How would your ACCEL mission for universities change things?

If you want to develop active, concerned citizens and ethical leaders, you need a different approach. You can’t just be measuring how much knowledge they have, because dictators, thieves and other assorted scoundrels can be very knowledgeable. Fraudulent scientists can be very knowledgeable. Plagiarist writers can be very knowledgeable. What you need are people who are creative but also, most importantly, have common sense and who are wise and ethical. … They’re not adequately being developed in the colleges and universities.

We’re not doing enough to develop ethics, which is using a code of behavior to ask yourself what the right thing to do is. And we’re not adequately developing common sense. …

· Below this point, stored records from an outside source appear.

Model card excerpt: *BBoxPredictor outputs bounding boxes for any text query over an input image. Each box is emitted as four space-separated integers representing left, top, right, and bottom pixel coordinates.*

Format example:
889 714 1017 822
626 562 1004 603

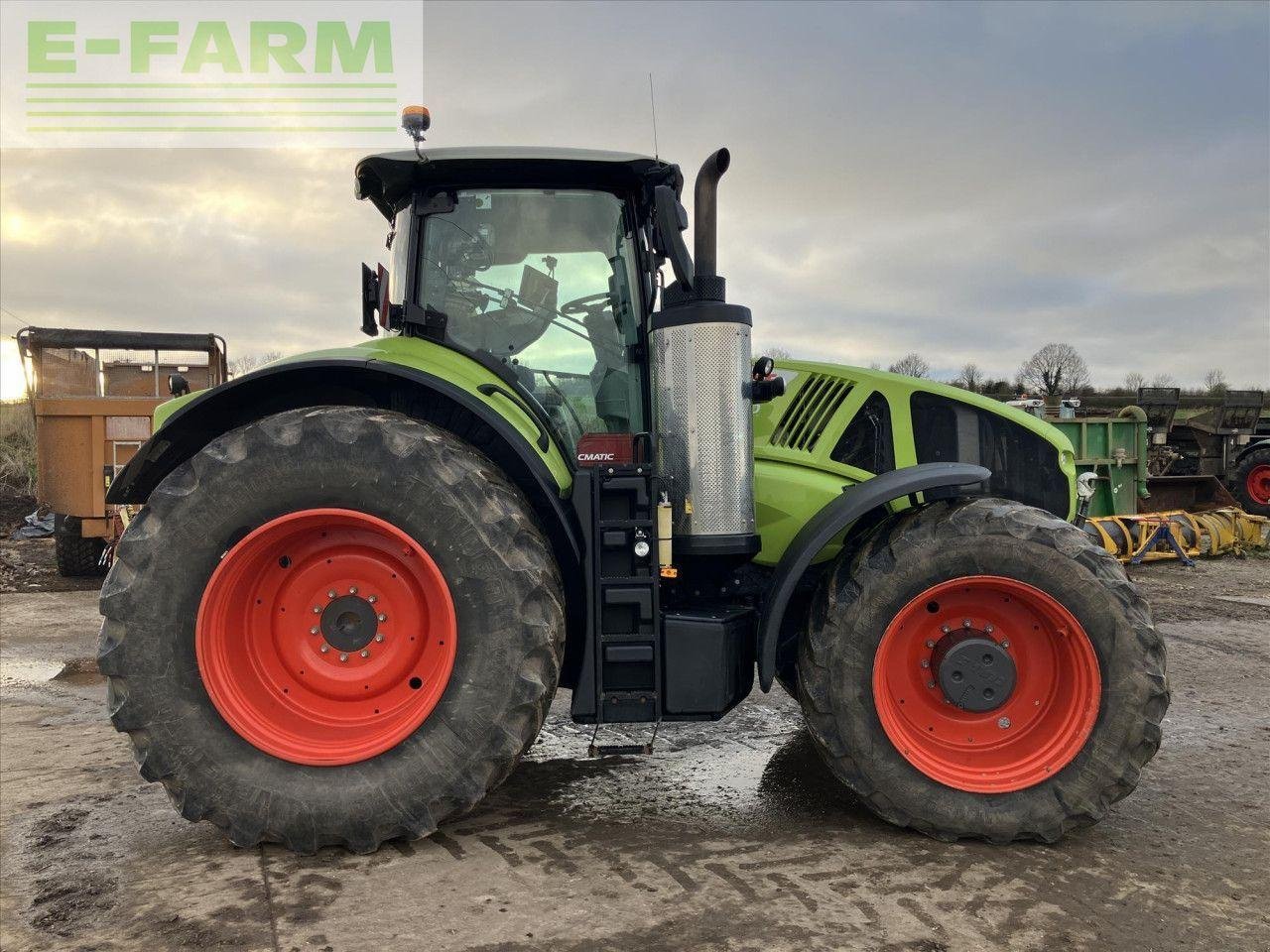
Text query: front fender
758 463 992 690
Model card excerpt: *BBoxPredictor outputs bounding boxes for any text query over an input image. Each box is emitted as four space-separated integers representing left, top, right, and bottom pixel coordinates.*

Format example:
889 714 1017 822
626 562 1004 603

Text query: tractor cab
357 149 682 453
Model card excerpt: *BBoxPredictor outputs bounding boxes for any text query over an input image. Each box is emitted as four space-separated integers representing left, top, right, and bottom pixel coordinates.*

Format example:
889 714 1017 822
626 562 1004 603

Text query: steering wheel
560 291 612 317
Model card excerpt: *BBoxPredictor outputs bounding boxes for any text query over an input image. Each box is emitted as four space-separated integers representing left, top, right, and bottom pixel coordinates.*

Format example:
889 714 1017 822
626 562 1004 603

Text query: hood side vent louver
768 373 851 453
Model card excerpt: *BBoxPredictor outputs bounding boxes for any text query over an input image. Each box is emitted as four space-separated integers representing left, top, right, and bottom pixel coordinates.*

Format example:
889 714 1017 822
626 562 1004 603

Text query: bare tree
953 361 983 393
1019 344 1089 398
886 350 931 377
230 350 282 377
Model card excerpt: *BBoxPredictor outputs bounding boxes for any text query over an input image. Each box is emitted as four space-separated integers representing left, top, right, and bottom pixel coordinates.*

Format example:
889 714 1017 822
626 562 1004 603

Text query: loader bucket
1138 476 1238 513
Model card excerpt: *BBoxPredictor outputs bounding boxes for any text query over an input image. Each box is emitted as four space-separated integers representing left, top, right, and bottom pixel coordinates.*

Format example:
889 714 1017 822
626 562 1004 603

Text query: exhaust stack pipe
649 149 761 571
693 149 731 277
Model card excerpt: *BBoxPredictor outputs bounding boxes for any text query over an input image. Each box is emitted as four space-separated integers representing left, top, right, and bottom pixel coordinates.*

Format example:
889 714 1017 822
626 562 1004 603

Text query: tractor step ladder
572 464 662 731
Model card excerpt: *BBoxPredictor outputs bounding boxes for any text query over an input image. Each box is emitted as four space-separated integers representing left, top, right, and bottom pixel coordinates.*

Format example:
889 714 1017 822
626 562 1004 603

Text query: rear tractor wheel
99 408 564 853
1232 443 1270 516
798 499 1169 843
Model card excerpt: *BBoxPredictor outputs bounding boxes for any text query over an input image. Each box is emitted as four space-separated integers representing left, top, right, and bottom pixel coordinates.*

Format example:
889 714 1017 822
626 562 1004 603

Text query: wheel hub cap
931 632 1015 711
321 595 380 652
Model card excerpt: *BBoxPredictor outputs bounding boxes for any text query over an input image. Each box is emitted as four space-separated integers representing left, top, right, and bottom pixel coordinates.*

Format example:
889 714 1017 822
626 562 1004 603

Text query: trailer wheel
54 532 105 579
799 499 1169 843
1233 444 1270 516
99 408 564 853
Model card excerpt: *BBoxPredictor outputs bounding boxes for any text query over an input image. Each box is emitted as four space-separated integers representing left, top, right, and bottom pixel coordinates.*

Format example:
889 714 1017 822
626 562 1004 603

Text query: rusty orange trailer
17 327 228 575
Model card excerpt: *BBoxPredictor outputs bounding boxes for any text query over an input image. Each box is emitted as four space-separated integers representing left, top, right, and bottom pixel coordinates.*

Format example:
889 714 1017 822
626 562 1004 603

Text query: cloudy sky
0 3 1270 396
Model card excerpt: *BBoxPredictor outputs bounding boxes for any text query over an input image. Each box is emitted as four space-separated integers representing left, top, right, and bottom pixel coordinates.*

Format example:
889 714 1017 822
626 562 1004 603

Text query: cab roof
355 146 684 219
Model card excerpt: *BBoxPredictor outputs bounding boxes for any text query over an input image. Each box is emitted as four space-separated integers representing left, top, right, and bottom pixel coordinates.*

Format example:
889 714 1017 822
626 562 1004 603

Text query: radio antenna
648 72 661 159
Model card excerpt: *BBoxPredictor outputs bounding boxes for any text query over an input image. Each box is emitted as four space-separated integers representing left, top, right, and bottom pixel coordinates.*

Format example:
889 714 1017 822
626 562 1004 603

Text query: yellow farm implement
1082 508 1270 565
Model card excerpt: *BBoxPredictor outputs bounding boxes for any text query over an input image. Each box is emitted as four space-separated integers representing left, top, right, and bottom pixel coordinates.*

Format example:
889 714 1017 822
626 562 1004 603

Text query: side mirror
362 262 386 337
653 185 693 291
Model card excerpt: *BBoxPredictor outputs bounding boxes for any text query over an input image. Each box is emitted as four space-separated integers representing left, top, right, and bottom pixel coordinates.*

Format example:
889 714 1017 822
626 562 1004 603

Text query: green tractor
100 119 1169 853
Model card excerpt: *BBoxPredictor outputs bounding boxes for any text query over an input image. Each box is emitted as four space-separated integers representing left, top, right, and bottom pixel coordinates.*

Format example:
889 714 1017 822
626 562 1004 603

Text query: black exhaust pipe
693 149 731 277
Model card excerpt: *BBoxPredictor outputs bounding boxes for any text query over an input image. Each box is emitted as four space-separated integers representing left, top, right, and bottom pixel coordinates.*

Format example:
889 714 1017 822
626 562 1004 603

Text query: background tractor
100 121 1169 852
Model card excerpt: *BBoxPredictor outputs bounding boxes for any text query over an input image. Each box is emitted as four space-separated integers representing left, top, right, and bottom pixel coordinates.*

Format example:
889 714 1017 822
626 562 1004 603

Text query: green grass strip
27 82 396 89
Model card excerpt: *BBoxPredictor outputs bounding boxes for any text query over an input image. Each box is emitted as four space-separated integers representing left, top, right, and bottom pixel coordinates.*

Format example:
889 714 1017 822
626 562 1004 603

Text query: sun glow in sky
0 340 27 401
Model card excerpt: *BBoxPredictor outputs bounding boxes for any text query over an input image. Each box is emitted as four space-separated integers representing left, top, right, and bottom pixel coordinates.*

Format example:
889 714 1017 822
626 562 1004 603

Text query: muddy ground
0 543 1270 952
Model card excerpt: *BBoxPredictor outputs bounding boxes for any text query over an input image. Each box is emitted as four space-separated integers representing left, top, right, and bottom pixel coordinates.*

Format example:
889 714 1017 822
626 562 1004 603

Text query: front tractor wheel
798 499 1169 843
99 408 564 853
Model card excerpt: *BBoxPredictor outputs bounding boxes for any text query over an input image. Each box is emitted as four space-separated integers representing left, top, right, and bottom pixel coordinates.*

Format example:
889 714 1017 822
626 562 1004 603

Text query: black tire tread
54 532 105 579
1230 443 1270 517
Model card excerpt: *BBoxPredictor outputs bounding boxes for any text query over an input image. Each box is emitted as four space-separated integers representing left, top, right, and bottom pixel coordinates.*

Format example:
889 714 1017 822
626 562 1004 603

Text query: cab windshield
419 189 644 452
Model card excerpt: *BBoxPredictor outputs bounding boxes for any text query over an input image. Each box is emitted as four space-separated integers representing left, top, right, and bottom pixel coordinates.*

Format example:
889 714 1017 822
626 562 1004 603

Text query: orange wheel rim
194 509 457 766
1244 463 1270 505
872 575 1101 793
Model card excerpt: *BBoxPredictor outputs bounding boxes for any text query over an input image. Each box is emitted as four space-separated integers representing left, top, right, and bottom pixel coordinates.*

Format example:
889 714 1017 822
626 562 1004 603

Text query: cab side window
830 391 895 476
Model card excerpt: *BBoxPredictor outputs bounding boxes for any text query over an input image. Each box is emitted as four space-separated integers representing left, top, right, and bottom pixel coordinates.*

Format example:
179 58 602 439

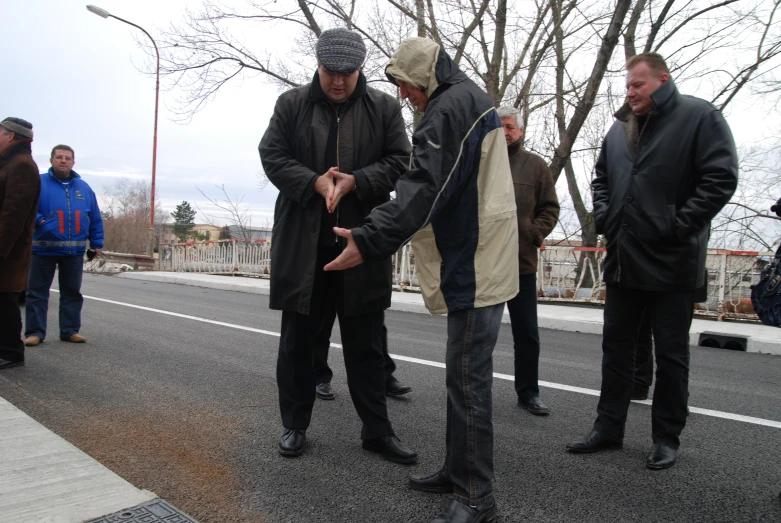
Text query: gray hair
496 105 523 129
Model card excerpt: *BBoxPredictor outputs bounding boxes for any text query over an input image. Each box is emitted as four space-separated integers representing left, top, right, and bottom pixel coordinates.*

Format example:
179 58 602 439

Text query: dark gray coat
592 80 738 291
259 74 411 315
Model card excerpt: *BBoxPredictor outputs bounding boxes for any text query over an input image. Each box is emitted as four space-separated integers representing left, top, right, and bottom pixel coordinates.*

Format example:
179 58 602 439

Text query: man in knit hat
0 118 41 369
259 29 417 463
326 38 519 523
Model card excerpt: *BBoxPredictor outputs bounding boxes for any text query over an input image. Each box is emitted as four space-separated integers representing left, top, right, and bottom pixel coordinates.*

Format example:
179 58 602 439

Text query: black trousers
507 274 540 400
313 309 396 385
277 247 393 439
594 286 694 449
634 313 654 390
0 292 24 361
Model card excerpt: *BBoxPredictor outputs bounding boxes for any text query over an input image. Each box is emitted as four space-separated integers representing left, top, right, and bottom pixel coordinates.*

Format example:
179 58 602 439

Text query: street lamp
87 5 160 256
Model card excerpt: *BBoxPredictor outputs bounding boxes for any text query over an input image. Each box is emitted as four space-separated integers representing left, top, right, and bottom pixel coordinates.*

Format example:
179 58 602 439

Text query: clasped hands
315 167 363 271
315 167 356 213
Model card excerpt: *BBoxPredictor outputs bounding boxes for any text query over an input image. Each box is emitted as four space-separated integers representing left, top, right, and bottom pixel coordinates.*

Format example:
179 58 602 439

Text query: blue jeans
24 254 84 340
444 303 504 505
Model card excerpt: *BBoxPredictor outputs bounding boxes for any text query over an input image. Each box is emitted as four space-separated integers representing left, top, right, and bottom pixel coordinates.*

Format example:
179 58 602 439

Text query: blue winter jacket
33 169 103 256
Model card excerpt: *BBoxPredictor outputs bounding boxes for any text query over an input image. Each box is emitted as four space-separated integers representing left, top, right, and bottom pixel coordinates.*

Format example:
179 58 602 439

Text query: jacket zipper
65 187 73 254
613 113 651 283
331 104 342 244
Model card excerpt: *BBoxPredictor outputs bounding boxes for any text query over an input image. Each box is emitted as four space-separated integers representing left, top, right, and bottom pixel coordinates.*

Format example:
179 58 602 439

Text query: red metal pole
109 15 160 256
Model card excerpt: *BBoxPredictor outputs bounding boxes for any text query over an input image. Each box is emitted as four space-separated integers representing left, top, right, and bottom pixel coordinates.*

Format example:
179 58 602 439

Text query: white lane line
71 289 781 429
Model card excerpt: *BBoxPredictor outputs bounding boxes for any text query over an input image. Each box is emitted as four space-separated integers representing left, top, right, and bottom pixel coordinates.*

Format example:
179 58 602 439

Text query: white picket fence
160 240 773 319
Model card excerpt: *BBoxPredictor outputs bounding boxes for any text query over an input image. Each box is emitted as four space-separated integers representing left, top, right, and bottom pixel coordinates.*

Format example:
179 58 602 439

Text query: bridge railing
160 240 773 319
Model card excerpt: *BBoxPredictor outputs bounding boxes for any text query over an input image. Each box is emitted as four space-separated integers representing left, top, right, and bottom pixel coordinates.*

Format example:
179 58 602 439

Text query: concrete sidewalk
118 271 781 356
0 398 195 523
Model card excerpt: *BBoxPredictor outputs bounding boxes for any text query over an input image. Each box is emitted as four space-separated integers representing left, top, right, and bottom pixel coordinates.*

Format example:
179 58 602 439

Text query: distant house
155 223 220 244
228 225 271 242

How about a standardized test for the capacity to become an ethical leader?

We’re doing the research on that in my group at Cornell right now – devising tests of ethical reasoning. I have one group developing tests of ethical thinking for medical school admissions, and another group working on new measures for graduate admissions that look also at things like scientific reasoning and judgment. We also successfully have developed tests for undergraduate admissions, measuring creative, analytical, practical, and wisdom-based skills, which are described in my book. 

What should someone who wants to be an active citizen look for in the college experience?

The way you develop wisdom is by having role models for wisdom. One of the questions being asked about this presidential election is: Do you see these candidates as role models for your kids? That’s what professors need to be. I think the way you develop wisdom is by confronting the hard problems the world is facing – climate change, how to achieve peace, how to reduce the threat of nuclear weapons, how to deal with terrorism.

If you’re not doing it through your classes, do it through your extracurricular activities. Do it through your reading or writing for the school paper. Try to think about what you’ve learned in your classes – whether philosophy or psychology or sociology or literature or biology: How can I apply the knowledge I’m getting in college to make a positive, meaningful and enduring difference to the world?

H. Roger Segelken is a freelance writer.